Sunday, July 26, 2009

Uneasy Does It

Where to begin? This was the much anticipated day of shopping with my girlfriends. We met at one of Tina's favorite consignment stores, very nice stuff and a lot of it. But I was feeling overwhelmed. I'm always self-conscious, but browsing through skirts and tops and shoes in boy-mode just made me acutely aware of standing out. The store was fairly busy when I arrived, which didn't help. I sat in the sweltering car for five or seven minutes, listening to the Reds game, summoning the courage to walk ten feet to the door. I finally called Shan to make certain that they were already in there. Just a little reassurance that I had a safety net waiting.

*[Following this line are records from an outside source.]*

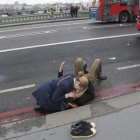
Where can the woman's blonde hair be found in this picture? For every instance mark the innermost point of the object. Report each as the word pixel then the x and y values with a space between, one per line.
pixel 83 83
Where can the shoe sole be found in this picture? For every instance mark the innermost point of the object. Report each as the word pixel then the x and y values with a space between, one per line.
pixel 77 137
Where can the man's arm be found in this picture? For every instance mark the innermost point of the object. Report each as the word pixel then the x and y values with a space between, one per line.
pixel 60 72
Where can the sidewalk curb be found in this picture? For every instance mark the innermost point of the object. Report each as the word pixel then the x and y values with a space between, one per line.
pixel 38 124
pixel 40 22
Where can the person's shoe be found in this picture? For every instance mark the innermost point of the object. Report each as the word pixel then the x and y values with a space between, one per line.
pixel 83 124
pixel 38 108
pixel 81 132
pixel 102 78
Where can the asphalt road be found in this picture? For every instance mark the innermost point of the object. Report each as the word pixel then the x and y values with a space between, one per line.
pixel 31 55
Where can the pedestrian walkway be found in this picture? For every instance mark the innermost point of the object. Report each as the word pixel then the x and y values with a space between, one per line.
pixel 115 118
pixel 40 22
pixel 121 125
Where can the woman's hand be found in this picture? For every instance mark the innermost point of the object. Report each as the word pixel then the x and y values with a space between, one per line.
pixel 71 94
pixel 61 66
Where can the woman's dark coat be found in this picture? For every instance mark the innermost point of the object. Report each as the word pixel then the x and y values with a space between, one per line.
pixel 86 97
pixel 51 94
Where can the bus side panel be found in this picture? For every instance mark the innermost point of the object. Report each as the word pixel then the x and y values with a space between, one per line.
pixel 101 4
pixel 116 9
pixel 136 9
pixel 138 26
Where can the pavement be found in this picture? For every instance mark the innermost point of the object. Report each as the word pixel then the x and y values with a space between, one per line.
pixel 40 22
pixel 115 118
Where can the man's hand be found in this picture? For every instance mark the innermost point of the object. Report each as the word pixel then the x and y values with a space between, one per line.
pixel 61 66
pixel 71 94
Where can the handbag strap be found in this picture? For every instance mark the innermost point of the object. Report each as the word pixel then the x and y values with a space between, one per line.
pixel 66 104
pixel 63 79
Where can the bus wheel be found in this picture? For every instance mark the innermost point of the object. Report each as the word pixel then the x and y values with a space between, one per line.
pixel 124 17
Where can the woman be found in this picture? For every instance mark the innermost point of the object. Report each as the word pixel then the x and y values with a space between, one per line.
pixel 52 94
pixel 95 73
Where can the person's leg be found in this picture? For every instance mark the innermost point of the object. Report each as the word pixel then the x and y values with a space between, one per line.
pixel 79 65
pixel 95 71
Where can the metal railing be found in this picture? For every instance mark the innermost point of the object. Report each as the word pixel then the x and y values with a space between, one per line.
pixel 39 17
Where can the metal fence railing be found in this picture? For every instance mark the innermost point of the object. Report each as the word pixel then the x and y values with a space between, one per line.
pixel 38 17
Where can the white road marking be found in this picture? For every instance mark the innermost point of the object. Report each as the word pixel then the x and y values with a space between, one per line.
pixel 129 67
pixel 68 42
pixel 43 27
pixel 2 37
pixel 17 88
pixel 107 26
pixel 112 58
pixel 27 34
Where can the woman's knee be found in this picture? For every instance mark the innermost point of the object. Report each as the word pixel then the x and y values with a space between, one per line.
pixel 98 61
pixel 79 60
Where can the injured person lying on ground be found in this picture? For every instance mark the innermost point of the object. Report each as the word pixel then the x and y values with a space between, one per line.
pixel 69 91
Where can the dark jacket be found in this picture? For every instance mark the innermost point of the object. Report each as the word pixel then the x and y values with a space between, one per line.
pixel 85 98
pixel 51 94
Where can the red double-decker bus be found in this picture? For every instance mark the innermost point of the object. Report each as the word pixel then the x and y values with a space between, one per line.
pixel 138 18
pixel 114 10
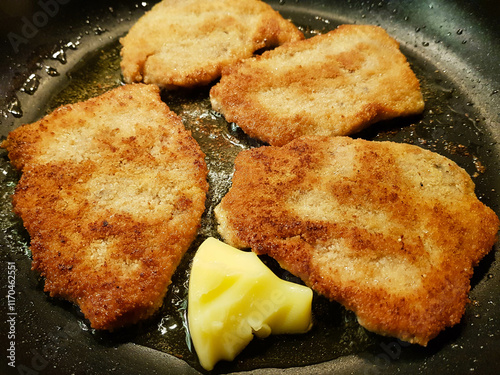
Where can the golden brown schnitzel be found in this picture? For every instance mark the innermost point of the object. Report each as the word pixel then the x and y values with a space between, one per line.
pixel 389 230
pixel 332 84
pixel 112 193
pixel 187 43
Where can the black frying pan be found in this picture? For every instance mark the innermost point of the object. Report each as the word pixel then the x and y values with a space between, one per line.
pixel 58 51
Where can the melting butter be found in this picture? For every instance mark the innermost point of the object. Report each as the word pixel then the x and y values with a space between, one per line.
pixel 234 296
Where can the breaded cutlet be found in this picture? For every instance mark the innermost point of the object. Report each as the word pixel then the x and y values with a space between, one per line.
pixel 389 230
pixel 187 43
pixel 332 84
pixel 112 192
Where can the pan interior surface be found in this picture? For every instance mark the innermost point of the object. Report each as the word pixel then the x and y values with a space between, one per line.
pixel 461 121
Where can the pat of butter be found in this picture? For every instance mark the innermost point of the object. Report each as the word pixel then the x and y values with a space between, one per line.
pixel 233 295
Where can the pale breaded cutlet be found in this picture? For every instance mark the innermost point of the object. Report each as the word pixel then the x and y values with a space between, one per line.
pixel 332 84
pixel 112 193
pixel 187 43
pixel 389 230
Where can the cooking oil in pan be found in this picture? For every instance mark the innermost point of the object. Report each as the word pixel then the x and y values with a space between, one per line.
pixel 448 126
pixel 336 332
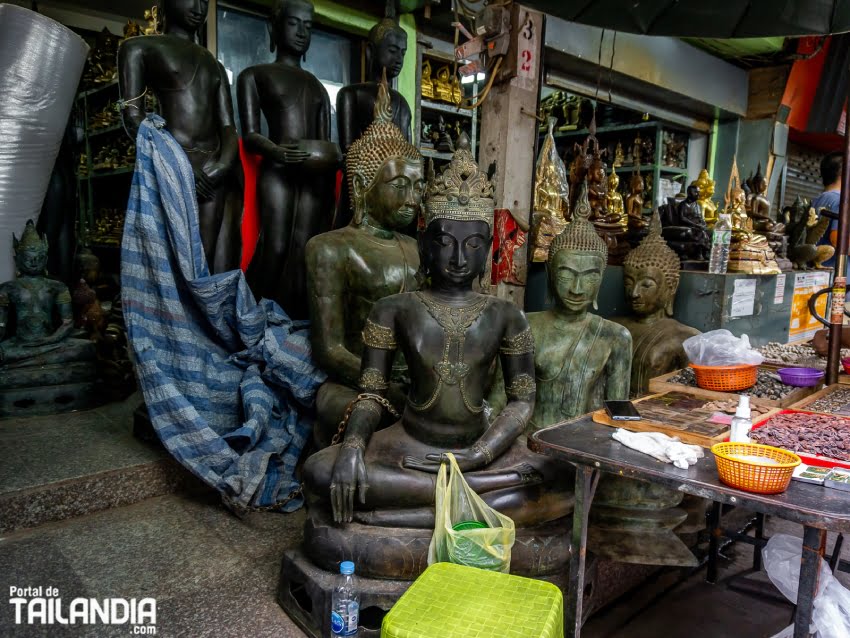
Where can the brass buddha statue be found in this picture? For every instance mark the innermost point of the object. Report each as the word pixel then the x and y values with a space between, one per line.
pixel 580 361
pixel 351 268
pixel 706 187
pixel 551 197
pixel 372 496
pixel 39 359
pixel 651 279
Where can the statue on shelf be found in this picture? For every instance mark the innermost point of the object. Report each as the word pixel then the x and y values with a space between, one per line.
pixel 295 184
pixel 651 279
pixel 805 229
pixel 40 361
pixel 615 199
pixel 706 191
pixel 551 196
pixel 351 268
pixel 386 47
pixel 580 361
pixel 193 93
pixel 379 485
pixel 684 226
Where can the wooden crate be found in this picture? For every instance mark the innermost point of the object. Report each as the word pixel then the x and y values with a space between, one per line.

I was watching myself from afar at first, seeing myself as I felt others were seeing me. Tall, balding, slump-shouldered shuffler-mumbler. My friends all looked great, and fit in quite well, I thought. And how I wished for my long hair and a bit of makeup. I've passed as a male for forty-five years, but I would have been so much more at ease even as a primitively drawn female. I spent as much time looking inward as poking through the racks.

The last 45 minutes or so, I began to get more relaxed. The clientele had thinned out, and I was enjoying the time with my friends. I found nothing that I wanted to purchase, but then, the merchandise was almost exclusively summer stuff. With my body hair issues, there is really no point in my buying summery women's clothing. I love all those delicate spaghetti straps and short skirts, but it would be money down the toilet.

We moved on to Payless after that, and it was similarly a bust. There is just not that much selection in the 11/12 range. And why does everything have to have a platform? I don't need an extra half-inch, thank you! Despite the shoe situation, I was caring a lot less about my presentation. But my time was up. We exchanged hugs and they walked up to TJ Maxx, while I went to my car.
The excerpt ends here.